Tokoh yang memberikan pandangan mengenai hal ini adalah Ketua DPP PDI Perjuangan (PDIP), Ganjar Pranowo. Beliau mengakui pentingnya proses kaderisasi dalam melahirkan pemimpin bangsa.
Namun, Ganjar Pranowo juga menyampaikan bahwa penerapan sistem kaderisasi wajib bagi calon pemimpin negara memiliki kompleksitas tersendiri di lapangan. Hal ini disampaikan saat memberikan keterangan kepada awak media pada hari Kamis, 23 April 2026.
Melalui pandangannya, Ganjar merujuk pada regulasi yang sudah ada terkait pendanaan partai politik. Menurutnya, Undang-Undang Partai Politik sudah memiliki mekanisme yang jelas mengenai alokasi dana bantuan politik.

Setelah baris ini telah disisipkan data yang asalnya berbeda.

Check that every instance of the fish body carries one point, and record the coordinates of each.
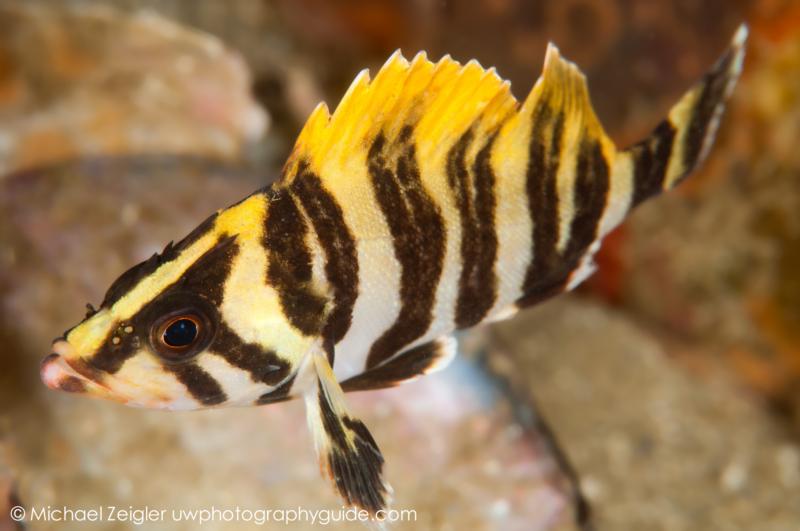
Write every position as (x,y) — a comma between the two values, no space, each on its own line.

"Sebenarnya UU Parpol sudah mengatur penggunaan dana bantuan politik. 60% untuk pendidikan politik dan 40% untuk administrasi sekretariat. Bahkan aturan teknisnya dirinci dalam PP," kata Ganjar Pranowo kepada wartawan, Kamis (23/4/2026).

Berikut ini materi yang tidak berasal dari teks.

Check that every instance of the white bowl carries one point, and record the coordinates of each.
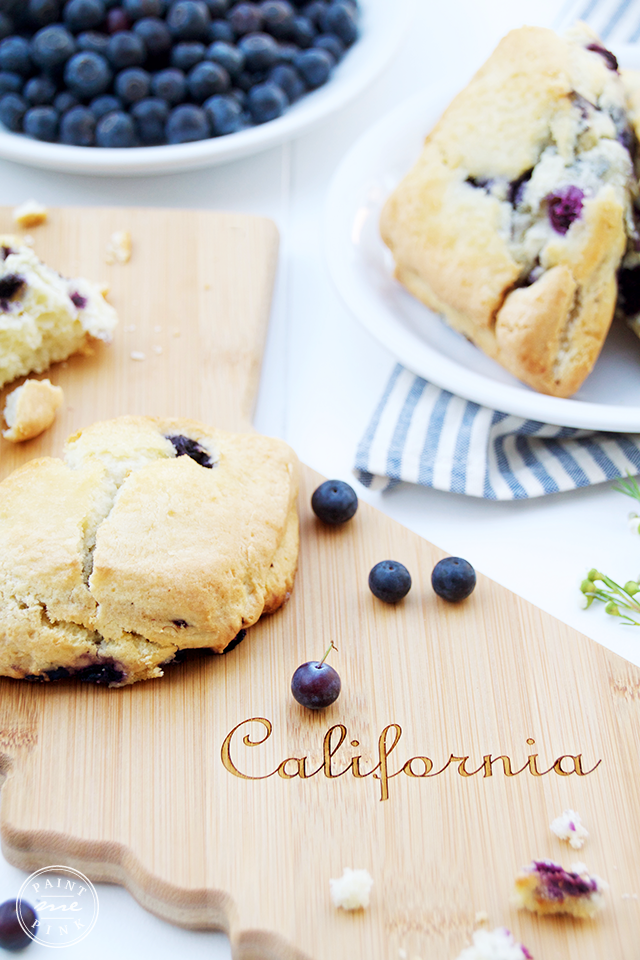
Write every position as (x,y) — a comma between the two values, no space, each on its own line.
(383,23)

Ganjar menekankan bahwa fungsi partai politik adalah sebagai wadah utama untuk merekrut dan mendidik kader internal. Oleh karena itu, mengikuti proses kaderisasi dianggap krusial bagi individu yang berasal dari struktur partai.
Ia kemudian menjelaskan bahwa dalam konteks kontestasi pemilihan umum, partisipasi dalam kaderisasi sangat relevan bagi mereka yang berasal dari internal partai politik. Proses ini penting untuk memastikan pemahaman ideologi dan platform partai.

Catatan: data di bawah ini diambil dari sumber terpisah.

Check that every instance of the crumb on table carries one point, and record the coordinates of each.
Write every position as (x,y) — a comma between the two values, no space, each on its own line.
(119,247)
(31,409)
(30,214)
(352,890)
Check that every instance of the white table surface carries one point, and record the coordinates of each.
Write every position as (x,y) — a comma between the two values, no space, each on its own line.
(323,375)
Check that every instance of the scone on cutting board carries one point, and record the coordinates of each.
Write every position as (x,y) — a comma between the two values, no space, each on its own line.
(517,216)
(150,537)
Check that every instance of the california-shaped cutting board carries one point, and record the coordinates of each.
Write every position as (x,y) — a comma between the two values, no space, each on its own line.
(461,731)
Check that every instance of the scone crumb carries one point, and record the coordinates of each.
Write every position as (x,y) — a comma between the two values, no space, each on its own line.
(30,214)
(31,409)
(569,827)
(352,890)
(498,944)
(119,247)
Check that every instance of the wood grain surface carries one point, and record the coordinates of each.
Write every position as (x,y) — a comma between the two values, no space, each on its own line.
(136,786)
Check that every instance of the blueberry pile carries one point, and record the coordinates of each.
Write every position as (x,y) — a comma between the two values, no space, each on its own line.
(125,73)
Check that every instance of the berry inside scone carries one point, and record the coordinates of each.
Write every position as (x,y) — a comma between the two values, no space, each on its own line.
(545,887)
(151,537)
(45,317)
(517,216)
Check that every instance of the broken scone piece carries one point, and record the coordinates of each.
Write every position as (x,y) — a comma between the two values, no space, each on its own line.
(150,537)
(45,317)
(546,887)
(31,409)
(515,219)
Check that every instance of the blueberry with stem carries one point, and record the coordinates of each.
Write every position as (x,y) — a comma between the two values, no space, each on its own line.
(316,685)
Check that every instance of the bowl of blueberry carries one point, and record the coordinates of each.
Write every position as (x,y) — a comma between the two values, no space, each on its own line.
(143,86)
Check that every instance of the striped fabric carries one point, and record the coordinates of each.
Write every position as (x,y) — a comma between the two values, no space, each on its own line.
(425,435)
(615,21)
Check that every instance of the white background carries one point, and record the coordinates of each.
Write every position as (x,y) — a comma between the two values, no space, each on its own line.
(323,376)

"Maka dalam konteks kandidat pejabat publik yang akan ikut dalam kontestasi pemilu, apalagi yang berasal dari parpol yang punya fungsi sebagai sumber rekrutmen kader, maka mengikuti kaderisasi menjadi penting," sambung Ganjar Pranowo.
Meskipun demikian, Ganjar Pranowo juga membuka kemungkinan bahwa calon presiden tidak selalu harus berasal dari kader internal partai politik yang bersangkutan. Hal ini menunjukkan adanya fleksibilitas dalam penentuan kandidat pemimpin nasional.